MTG's (TSE:7806) 55% CAGR outpaced the company's earnings growth over the same three-year period
It might seem bad, but the worst that can happen when you buy a stock (without leverage) is that its share price goes to zero. But in contrast you can make much more than 100% if the company does well. To wit, the MTG Co., Ltd. (TSE:7806) share price has flown 264% in the last three years. Most would be happy with that. In more good news, the share price has risen 18% in thirty days. We note that MTG reported its financial results recently; luckily, you can catch up on the latest revenue and profit numbers in our company report.
On the back of a solid 7-day performance, let's check what role the company's fundamentals have played in driving long term shareholder returns.
While markets are a powerful pricing mechanism, share prices reflect investor sentiment, not just underlying business performance. One way to examine how market sentiment has changed over time is to look at the interaction between a company's share price and its earnings per share (EPS).
MTG was able to grow its EPS at 43% per year over three years, sending the share price higher. We don't think it is entirely coincidental that the EPS growth is reasonably close to the 54% average annual increase in the share price. That suggests that the market sentiment around the company hasn't changed much over that time. Au contraire, the share price change has arguably mimicked the EPS growth.
You can see below how EPS has changed over time (discover the exact values by clicking on the image).

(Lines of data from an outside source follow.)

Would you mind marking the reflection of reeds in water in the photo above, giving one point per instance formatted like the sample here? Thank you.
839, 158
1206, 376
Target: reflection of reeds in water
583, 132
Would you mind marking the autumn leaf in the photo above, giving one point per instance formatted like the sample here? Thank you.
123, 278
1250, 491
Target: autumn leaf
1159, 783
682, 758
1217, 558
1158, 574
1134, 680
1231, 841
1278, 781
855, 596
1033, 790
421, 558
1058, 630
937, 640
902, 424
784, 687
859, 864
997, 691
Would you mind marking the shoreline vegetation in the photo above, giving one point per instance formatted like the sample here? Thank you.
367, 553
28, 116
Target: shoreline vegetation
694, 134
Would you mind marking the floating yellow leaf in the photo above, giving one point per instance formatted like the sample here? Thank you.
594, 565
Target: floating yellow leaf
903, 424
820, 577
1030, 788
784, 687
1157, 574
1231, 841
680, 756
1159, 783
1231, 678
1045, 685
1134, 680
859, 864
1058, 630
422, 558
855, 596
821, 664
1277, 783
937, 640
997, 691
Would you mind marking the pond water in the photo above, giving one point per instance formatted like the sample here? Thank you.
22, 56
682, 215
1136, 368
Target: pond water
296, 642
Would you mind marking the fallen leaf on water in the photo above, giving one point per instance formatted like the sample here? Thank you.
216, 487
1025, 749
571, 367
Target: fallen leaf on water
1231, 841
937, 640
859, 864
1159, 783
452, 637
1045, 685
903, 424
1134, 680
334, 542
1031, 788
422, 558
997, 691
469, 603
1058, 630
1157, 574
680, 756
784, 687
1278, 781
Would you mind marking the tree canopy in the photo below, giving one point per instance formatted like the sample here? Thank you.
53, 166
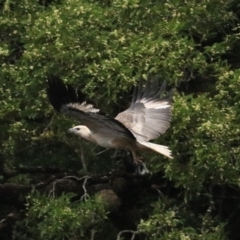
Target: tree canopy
54, 186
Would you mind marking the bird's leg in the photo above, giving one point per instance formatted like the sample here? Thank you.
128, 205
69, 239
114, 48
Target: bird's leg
141, 167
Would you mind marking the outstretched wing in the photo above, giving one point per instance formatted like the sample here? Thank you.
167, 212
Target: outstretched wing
65, 99
150, 113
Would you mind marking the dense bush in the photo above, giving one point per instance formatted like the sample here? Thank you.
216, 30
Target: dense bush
105, 47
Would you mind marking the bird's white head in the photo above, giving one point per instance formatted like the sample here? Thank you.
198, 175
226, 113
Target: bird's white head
81, 131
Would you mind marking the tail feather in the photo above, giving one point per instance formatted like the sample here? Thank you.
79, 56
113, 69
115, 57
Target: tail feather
157, 148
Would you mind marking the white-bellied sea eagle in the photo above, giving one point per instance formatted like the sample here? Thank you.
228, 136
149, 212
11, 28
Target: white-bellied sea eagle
146, 119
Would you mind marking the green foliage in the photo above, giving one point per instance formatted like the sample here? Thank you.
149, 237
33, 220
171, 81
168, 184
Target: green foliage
169, 222
49, 218
105, 46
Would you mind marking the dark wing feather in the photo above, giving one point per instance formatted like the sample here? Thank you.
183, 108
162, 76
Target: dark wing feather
149, 114
66, 100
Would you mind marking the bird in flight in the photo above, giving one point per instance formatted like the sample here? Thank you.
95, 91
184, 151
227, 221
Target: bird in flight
146, 119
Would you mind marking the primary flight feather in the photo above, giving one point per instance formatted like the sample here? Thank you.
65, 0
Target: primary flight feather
146, 119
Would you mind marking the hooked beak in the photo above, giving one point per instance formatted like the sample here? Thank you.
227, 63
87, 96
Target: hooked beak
71, 130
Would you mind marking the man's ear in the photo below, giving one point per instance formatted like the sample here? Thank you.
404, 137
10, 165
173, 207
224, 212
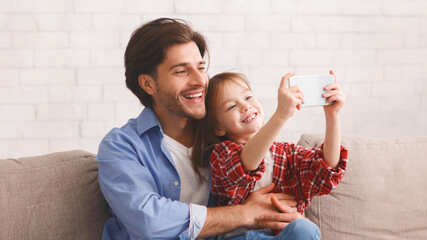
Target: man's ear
146, 82
219, 132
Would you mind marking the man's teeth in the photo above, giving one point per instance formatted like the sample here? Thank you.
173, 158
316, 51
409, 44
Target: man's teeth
193, 95
250, 118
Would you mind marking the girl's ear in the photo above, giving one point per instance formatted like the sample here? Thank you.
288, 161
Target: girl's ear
219, 132
147, 83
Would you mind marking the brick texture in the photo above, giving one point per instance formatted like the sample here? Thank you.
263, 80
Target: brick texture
62, 76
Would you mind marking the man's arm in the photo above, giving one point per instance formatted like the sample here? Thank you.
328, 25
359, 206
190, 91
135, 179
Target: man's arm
259, 203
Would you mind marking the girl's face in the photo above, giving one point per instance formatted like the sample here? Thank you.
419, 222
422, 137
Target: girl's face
238, 113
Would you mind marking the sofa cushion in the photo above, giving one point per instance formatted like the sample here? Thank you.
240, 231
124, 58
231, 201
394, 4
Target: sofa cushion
383, 194
55, 196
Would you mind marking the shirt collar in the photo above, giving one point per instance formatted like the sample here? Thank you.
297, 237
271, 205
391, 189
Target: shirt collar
147, 120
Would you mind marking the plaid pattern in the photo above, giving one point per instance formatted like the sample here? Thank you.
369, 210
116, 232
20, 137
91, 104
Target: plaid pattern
297, 171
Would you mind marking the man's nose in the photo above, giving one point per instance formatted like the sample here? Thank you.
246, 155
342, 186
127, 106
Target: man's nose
198, 77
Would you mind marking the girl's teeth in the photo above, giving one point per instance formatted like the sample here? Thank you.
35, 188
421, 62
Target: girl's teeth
250, 118
193, 95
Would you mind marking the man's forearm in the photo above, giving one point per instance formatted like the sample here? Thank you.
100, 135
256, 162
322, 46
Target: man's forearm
223, 219
332, 142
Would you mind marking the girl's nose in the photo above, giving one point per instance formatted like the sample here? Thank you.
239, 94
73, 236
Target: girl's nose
245, 108
198, 78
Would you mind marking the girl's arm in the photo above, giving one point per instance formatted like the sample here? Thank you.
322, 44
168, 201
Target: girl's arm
256, 148
332, 142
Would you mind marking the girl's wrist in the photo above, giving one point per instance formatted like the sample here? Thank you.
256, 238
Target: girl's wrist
279, 118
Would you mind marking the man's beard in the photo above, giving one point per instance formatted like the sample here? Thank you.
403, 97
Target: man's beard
172, 103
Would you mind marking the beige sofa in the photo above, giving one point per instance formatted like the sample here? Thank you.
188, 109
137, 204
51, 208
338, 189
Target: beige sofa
382, 196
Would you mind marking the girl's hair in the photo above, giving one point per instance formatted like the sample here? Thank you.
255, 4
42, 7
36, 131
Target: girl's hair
205, 137
147, 48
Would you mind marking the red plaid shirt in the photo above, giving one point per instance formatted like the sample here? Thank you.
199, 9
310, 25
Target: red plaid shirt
297, 171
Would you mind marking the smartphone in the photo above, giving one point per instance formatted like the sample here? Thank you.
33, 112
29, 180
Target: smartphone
312, 86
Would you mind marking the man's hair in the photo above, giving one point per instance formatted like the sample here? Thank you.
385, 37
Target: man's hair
147, 47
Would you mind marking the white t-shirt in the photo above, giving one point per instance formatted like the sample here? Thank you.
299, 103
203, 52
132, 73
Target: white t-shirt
192, 191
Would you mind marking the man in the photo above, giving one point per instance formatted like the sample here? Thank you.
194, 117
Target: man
153, 189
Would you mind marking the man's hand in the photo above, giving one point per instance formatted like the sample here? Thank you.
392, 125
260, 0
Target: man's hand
285, 214
270, 210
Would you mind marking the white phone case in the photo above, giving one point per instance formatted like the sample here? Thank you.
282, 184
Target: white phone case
312, 86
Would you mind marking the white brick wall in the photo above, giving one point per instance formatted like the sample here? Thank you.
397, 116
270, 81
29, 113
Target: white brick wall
62, 77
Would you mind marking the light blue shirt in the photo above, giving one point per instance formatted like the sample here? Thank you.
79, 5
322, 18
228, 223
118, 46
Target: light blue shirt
141, 185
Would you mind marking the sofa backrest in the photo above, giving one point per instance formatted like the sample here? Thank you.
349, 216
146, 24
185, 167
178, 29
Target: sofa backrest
55, 196
383, 194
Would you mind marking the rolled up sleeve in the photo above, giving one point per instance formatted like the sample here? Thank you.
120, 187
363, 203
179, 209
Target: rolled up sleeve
140, 205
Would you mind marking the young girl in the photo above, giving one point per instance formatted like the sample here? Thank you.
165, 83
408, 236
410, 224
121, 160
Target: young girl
243, 154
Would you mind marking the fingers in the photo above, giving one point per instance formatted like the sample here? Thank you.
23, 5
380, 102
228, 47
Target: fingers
282, 196
287, 206
335, 77
266, 189
277, 221
285, 80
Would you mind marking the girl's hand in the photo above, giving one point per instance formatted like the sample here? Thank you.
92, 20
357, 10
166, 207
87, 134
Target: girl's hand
289, 98
335, 96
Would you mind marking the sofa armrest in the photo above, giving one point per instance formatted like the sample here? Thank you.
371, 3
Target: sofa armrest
383, 194
55, 196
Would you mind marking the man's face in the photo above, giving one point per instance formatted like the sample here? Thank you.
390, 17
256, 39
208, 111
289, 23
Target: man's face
181, 82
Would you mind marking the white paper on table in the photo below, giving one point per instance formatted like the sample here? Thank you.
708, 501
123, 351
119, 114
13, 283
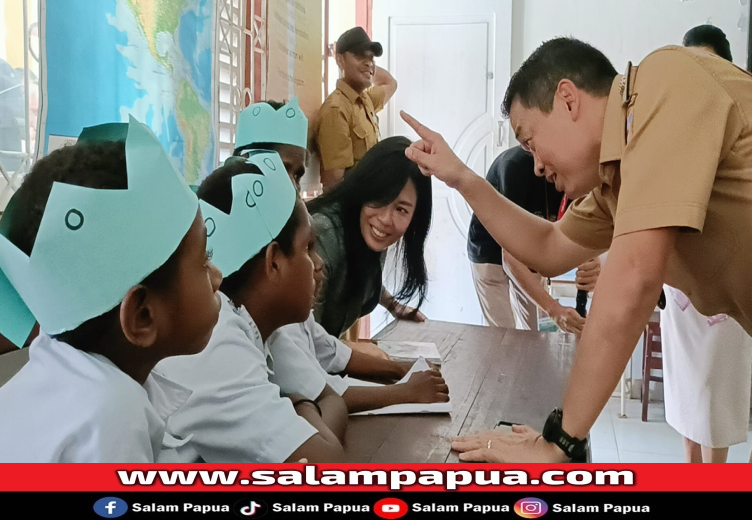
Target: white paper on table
419, 366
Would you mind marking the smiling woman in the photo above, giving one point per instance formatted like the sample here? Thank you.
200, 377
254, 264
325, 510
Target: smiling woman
384, 200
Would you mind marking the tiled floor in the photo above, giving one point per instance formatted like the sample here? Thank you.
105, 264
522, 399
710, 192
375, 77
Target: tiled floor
629, 439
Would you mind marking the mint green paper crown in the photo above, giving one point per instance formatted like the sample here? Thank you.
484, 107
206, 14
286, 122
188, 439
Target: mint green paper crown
261, 206
260, 123
94, 245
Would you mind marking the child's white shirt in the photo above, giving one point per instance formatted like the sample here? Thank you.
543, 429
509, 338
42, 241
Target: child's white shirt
235, 413
296, 366
67, 405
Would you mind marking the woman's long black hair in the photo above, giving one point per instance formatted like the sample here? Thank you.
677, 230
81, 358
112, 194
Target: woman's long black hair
377, 180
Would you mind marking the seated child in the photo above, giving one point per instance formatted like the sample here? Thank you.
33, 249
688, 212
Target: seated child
267, 126
260, 233
106, 250
297, 369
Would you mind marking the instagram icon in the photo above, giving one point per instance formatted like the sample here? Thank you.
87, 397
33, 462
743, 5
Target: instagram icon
530, 507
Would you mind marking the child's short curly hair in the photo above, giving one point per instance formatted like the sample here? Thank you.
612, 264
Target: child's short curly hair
92, 165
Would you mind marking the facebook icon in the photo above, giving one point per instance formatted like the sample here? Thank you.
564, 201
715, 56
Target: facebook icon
110, 507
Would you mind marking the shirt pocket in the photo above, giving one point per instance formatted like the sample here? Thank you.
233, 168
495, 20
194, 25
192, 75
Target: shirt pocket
363, 139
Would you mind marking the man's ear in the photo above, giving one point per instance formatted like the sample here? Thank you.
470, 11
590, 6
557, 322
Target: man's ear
272, 266
571, 96
137, 317
340, 58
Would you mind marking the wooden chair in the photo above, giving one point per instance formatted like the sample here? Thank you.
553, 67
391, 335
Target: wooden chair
652, 360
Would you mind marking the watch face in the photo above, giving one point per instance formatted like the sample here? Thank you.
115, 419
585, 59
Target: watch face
549, 429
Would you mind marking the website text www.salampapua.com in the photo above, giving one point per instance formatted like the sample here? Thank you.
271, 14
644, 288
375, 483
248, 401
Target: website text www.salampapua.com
393, 479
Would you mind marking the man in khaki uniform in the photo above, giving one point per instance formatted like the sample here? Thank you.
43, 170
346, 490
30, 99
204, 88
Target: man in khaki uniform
671, 143
347, 123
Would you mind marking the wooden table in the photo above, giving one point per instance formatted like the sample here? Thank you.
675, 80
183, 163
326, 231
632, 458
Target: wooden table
493, 374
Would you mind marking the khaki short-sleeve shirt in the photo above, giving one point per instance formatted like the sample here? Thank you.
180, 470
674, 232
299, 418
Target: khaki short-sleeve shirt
348, 126
676, 151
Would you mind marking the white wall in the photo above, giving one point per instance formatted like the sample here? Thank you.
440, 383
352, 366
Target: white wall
624, 29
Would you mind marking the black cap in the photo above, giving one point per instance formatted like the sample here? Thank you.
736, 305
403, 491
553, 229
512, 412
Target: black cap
357, 41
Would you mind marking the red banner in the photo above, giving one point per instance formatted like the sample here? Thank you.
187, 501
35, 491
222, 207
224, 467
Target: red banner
376, 477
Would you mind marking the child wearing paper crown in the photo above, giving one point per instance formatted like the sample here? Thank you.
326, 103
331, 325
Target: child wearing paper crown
260, 234
106, 249
302, 351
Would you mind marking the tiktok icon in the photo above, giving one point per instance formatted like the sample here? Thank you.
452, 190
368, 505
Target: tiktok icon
251, 508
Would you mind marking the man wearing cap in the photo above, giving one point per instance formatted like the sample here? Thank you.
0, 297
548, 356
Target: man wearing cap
662, 160
347, 123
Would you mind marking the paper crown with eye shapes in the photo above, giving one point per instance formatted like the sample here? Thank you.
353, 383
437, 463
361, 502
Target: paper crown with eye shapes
260, 123
93, 245
261, 206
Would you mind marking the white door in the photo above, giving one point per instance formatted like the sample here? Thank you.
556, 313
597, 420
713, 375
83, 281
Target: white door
452, 62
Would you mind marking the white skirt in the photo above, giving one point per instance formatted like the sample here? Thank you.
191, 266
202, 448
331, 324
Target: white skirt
707, 375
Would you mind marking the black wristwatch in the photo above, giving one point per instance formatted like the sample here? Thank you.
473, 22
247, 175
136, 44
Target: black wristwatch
553, 432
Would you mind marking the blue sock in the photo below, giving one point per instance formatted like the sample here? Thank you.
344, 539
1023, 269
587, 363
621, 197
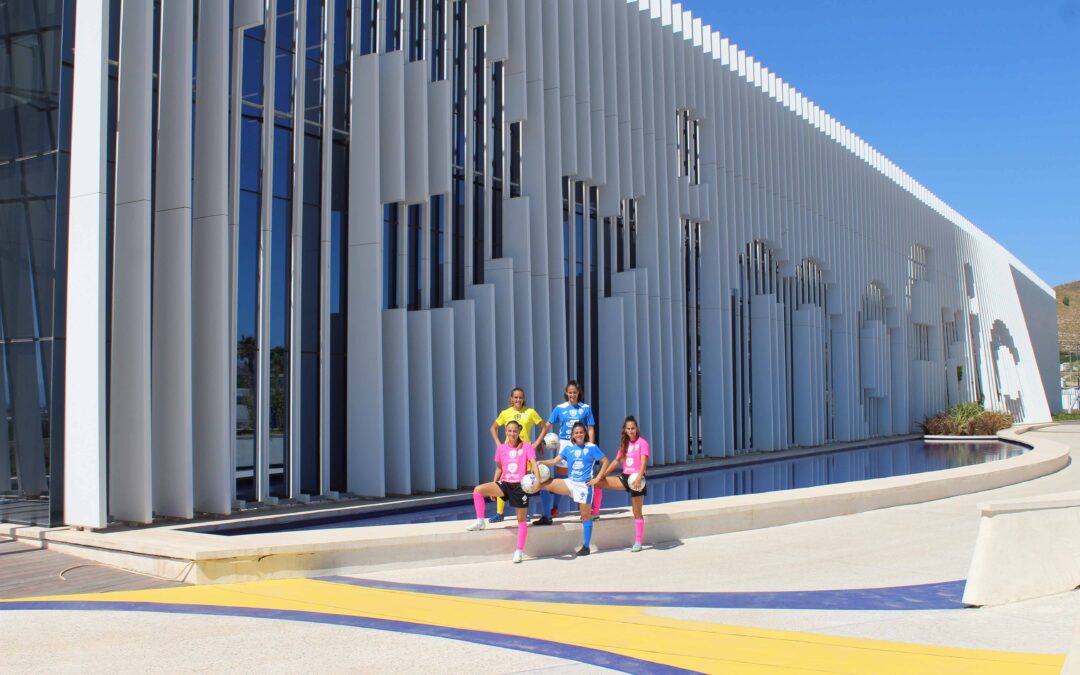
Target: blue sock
545, 502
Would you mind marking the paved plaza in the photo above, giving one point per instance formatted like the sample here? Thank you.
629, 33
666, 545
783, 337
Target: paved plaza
877, 592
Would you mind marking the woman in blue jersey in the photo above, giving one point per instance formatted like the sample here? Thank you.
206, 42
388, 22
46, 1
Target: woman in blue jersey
564, 417
579, 457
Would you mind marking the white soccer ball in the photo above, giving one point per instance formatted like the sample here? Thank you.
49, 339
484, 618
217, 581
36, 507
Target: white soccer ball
544, 472
529, 484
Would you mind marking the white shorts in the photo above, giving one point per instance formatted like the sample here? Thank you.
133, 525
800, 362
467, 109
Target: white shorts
563, 444
580, 493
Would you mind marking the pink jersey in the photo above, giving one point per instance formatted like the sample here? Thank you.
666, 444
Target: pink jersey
636, 454
514, 461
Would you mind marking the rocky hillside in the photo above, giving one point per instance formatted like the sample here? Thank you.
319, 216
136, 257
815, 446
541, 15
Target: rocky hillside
1068, 315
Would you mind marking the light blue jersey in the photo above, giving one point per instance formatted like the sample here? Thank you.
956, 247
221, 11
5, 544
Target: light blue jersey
564, 416
579, 461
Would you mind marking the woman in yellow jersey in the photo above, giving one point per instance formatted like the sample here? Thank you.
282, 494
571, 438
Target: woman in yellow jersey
524, 416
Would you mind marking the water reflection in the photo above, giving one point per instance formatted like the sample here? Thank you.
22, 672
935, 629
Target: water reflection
862, 463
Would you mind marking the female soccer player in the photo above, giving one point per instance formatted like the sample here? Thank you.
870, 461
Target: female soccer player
512, 462
525, 416
578, 484
564, 417
634, 455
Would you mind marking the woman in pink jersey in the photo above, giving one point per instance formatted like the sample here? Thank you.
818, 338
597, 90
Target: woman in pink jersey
634, 455
513, 460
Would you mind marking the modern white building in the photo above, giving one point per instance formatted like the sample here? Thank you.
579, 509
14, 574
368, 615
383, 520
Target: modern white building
269, 250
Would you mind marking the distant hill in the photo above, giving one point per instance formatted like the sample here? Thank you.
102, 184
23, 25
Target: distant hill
1068, 315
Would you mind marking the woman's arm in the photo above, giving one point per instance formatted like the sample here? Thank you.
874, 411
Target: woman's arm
605, 463
610, 467
543, 431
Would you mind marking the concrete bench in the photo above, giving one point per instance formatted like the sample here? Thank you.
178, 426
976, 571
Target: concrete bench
1026, 548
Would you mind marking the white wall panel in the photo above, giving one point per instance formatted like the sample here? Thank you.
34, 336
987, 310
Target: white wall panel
171, 402
131, 475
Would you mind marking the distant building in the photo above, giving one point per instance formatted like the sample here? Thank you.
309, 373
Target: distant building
266, 248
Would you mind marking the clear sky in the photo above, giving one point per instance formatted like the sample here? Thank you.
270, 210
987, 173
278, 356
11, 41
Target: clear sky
977, 99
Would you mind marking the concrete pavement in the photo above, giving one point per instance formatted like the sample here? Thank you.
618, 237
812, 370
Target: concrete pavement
297, 623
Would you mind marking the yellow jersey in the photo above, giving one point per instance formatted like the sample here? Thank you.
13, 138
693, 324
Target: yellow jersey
526, 417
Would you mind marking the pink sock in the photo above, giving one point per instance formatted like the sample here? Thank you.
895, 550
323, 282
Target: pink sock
478, 503
523, 531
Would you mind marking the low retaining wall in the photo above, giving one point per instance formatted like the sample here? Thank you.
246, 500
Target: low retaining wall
1026, 548
200, 557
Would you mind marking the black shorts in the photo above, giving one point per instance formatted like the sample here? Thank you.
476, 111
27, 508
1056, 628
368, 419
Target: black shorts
625, 484
513, 494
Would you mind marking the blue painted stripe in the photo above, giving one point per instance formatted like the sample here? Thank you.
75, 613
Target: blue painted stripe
943, 595
517, 643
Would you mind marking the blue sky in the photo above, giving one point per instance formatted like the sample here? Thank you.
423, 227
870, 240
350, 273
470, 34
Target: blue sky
979, 100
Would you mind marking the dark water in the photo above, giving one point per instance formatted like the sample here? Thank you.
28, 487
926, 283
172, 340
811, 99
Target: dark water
767, 475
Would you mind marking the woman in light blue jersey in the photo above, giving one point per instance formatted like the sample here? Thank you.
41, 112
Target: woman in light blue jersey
580, 458
564, 417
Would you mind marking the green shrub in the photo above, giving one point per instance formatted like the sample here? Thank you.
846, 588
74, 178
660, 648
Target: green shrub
967, 419
990, 422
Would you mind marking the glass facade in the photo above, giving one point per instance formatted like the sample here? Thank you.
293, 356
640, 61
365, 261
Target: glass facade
36, 65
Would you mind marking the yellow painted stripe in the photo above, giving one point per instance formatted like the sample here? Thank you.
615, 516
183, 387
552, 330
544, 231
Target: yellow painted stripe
626, 631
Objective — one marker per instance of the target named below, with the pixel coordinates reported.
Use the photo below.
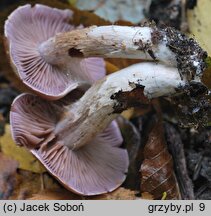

We know that MTG has improved its bottom line over the last three years, but what does the future have in store? Take a more thorough look at MTG's financial health with this free report on its balance sheet.
What About Dividends?
It is important to consider the total shareholder return, as well as the share price return, for any given stock. Whereas the share price return only reflects the change in the share price, the TSR includes the value of dividends (assuming they were reinvested) and the benefit of any discounted capital raising or spin-off. So for companies that pay a generous dividend, the TSR is often a lot higher than the share price return. As it happens, MTG's TSR for the last 3 years was 271%, which exceeds the share price return mentioned earlier. This is largely a result of its dividend payments!
A Different Perspective
We're pleased to report that MTG shareholders have received a total shareholder return of 116% over one year. That's including the dividend. Since the one-year TSR is better than the five-year TSR (the latter coming in at 29% per year), it would seem that the stock's performance has improved in recent times. In the best case scenario, this may hint at some real business momentum, implying that now could be a great time to delve deeper. It's always interesting to track share price performance over the longer term. But to understand MTG better, we need to consider many other factors. Take risks, for example - MTG has 2 warning signs we think you should be aware of.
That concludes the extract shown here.